As long-time RAB readers know, I have been a particularly vocal critic of the new Yankee Stadium. In fact, until Friday, our mantra was “Because we won’t tear down Yankee Stadium.” While with its faults, old Yankee Stadium and the four million fans it drew each year for the last three years could have been modernized with an overhaul instead of total destruction.
That said, as Opening Day at the new stadium draws nears, I take no pleasure from being able to say “I told you so” to numerous fans and bloggers who assumed the transition to the new digs would be seamless. In fact, the Yanks have come off looking pretty bad as problems with season ticket relocation plans have mounted.
Here at RAB, we touched upon the issue of relocation back on Feb. 2. Since then, the firestorm has grown louder, and things came to an Internet-inspired head yesterday when Jay Jaffe unleashed his tirade against the Yankees. After 11 years of blissful life in the Tier Boxes, Jaffe was relocated to — wait for it — partial view seats behind the foul pole in fair territory in the right field grandstand at a price three times more than he expected. He was angry, angry that the team is jacking up price, angry that they are reducing capacity by over 4600 seats:
Still, even if one could block that all out and simply focus on the relationship between one customer’s wallet and his ability to put his butt in a seat at this new park, the bottom line is that this is an outrage, a disgrace, a catastrophe on the level of Joe Torre summoning Jeff Weaver from the bullpen in Game Four, a Bambino-rolling-in-his-grave nightmare over the successor to the House that Ruth Built. A chorus four million fans strong should be shouting four- and twelve-letter words at Yankee president Randy Levine and every incompetent front-office numbskull who played a role in this fiasco. A pox on the House that George Built.
The Yankees deserve every pixel of bad publicity they receive over this, every blankety-blank karmic quantum of bad yankety-blank karma. My friends and I are hardly the only customers wronged in such a fashion; an informal discussion with a few other longtime Yankees ticket holders who write for various sites (including this one) reveals similarly shoddy treatment. Indeed, all of us who have something at stake short of a full-season ticket package are being screwed because the Yankees have bungled this so badly that they can’t possibly fulfill the demand. So naturally, their impulse is to trample the loyal customers who helped carry them past the three million and four million attendance milestones over the past decade. This is a story worth illuminating, not only to fellow Yankee fans who may commiserate about finding themselves up the same fetid creek, but to baseball fans everywhere.
Jaffe of course isn’t alone. As The Hartford Courant and Newsday explore today, many Yankee fans are feeling slighted by this move, and it’s making even the hardened among us wonder if we should root for this so-called “Stadium Experience” to fail.

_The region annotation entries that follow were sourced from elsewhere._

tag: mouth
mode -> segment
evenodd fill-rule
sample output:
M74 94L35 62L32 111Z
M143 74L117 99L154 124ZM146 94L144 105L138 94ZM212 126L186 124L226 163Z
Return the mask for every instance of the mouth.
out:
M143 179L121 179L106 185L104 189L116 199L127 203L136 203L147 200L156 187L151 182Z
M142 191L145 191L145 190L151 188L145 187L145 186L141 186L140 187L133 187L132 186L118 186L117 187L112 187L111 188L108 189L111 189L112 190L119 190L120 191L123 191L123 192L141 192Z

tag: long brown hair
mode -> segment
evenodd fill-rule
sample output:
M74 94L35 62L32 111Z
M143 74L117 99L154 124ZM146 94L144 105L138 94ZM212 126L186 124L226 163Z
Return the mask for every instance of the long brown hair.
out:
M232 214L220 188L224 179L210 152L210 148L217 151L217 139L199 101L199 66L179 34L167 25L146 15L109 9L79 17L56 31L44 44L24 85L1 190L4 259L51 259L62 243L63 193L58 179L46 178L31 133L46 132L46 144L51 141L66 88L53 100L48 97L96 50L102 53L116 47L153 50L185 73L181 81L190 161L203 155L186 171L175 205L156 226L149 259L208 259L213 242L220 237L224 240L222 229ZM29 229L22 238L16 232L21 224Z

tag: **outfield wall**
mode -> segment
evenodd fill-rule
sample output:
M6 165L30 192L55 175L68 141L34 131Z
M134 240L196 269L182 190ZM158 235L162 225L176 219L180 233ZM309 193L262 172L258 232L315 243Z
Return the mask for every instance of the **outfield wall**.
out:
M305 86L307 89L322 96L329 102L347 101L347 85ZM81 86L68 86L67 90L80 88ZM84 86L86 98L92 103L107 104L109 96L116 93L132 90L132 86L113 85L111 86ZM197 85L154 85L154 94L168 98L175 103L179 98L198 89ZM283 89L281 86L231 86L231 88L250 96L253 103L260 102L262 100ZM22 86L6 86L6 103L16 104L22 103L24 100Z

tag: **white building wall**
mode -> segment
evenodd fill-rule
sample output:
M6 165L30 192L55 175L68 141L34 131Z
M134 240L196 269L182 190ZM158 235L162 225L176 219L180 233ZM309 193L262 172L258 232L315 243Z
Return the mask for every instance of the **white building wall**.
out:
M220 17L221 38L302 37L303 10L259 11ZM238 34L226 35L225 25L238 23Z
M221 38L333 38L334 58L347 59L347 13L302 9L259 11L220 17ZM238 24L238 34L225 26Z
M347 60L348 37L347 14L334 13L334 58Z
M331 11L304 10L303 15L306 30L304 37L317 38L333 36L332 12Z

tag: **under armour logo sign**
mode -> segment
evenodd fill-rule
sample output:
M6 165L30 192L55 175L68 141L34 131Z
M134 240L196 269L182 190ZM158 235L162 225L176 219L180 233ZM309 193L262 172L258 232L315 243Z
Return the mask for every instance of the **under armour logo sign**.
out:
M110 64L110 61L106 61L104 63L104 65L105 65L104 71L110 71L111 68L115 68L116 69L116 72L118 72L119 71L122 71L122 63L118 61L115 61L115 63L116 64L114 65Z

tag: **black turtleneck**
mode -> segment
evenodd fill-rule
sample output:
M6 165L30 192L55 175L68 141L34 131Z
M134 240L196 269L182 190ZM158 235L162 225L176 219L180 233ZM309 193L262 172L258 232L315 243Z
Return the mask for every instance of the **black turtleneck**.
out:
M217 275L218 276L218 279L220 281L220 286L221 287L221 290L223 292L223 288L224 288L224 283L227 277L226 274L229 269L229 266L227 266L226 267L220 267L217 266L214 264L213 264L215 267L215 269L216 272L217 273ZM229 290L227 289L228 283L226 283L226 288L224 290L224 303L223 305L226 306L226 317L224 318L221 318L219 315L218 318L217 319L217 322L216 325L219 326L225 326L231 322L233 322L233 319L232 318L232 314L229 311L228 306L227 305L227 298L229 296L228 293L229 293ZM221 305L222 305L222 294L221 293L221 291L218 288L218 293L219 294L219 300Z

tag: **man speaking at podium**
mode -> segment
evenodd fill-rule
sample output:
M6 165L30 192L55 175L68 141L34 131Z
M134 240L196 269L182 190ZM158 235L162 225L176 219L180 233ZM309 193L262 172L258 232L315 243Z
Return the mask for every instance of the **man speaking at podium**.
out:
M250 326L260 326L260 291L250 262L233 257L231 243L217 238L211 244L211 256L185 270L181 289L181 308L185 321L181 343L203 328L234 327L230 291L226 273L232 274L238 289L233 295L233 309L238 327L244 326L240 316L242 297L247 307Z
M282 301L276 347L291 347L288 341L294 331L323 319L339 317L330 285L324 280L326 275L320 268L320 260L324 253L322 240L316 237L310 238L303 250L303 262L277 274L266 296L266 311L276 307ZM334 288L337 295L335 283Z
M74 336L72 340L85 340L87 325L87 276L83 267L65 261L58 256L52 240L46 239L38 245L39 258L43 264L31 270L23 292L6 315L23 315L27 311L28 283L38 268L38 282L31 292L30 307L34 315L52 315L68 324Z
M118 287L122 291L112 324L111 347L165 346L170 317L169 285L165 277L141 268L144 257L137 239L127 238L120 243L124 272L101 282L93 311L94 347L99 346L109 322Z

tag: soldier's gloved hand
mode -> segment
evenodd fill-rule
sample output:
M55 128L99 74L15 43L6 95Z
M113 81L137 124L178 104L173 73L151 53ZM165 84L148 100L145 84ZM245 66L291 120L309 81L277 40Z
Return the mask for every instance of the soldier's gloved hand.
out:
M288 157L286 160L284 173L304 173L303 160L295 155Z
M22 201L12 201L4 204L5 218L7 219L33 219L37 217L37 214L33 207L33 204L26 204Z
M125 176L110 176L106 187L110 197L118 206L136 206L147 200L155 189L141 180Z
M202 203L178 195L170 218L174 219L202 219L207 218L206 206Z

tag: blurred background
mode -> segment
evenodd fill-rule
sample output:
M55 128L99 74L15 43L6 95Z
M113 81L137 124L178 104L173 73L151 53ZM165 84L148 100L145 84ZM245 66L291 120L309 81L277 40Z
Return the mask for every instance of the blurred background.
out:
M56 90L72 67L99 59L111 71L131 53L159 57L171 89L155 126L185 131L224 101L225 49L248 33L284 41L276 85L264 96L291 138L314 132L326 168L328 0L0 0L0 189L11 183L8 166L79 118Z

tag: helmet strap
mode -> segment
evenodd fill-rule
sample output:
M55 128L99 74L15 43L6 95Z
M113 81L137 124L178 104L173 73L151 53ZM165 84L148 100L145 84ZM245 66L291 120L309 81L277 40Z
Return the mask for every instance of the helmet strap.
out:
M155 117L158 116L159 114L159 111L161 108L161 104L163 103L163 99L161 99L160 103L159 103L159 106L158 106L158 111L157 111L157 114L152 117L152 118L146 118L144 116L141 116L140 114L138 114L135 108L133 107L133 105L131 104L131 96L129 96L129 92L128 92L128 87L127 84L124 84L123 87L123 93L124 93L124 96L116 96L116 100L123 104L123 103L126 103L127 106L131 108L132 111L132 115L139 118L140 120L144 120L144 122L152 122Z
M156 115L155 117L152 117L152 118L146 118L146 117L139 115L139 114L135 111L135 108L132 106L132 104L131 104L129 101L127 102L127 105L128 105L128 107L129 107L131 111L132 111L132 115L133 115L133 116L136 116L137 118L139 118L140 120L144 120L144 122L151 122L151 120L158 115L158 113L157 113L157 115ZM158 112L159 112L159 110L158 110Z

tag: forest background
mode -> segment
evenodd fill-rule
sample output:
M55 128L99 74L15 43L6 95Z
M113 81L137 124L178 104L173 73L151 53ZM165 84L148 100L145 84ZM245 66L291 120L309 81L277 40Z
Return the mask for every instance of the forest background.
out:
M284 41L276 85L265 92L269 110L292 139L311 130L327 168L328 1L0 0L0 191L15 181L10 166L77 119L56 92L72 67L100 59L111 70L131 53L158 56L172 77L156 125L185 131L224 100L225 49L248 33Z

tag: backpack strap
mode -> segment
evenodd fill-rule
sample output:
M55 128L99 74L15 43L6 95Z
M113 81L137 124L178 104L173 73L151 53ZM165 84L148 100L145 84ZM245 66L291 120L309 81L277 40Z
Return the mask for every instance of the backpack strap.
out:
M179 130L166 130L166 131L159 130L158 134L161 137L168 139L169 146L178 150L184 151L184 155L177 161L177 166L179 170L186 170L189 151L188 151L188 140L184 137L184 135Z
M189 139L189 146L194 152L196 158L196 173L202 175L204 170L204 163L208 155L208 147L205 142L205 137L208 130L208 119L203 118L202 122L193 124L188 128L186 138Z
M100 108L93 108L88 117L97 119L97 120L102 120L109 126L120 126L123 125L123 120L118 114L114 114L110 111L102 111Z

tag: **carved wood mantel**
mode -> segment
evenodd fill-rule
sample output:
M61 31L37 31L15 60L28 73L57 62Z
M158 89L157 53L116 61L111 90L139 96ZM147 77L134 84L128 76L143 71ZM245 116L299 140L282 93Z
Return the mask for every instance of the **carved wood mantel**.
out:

The Yankees are mounting their own PR fight over this ticket debacle, but as Ross at New Stadium Insider notes, team COO Lonn Trost is starting off on the wrong foot. Mike Francesca, Ross reports, hopes to have Trost on later, and while Ross presents a bunch of top-notch questions Trost should field, the Yanks’ official took a defiant tone with Newsday’s Neil Bast:
Is there any chance you will drop prices on your most expensive seats? “No, our prices are our prices.”
Is it true there are seats in the bleachers from which you can’t see parts of the field? “Yes, but we will have TVs in the walls there.”
That’s not the same thing as seeing it live, is it? “We had a choice of selling it to somebody or not. If you come to the stadium you’ll see there are TVs in the walls. [Some views are obstructed] a little bit, but for $12 it’s a choice of taking it or not.”
Many of the top price tickets remain unsold; hundreds more fans are upset; and part of me wants to ask, “Who really wanted or needed this fancy new luxury stadium experience thing in the Bronx anyway?” In a few years’ time, we’ll forget about these troubles, but the Yankees should relearn the old maxim that the customer is always right.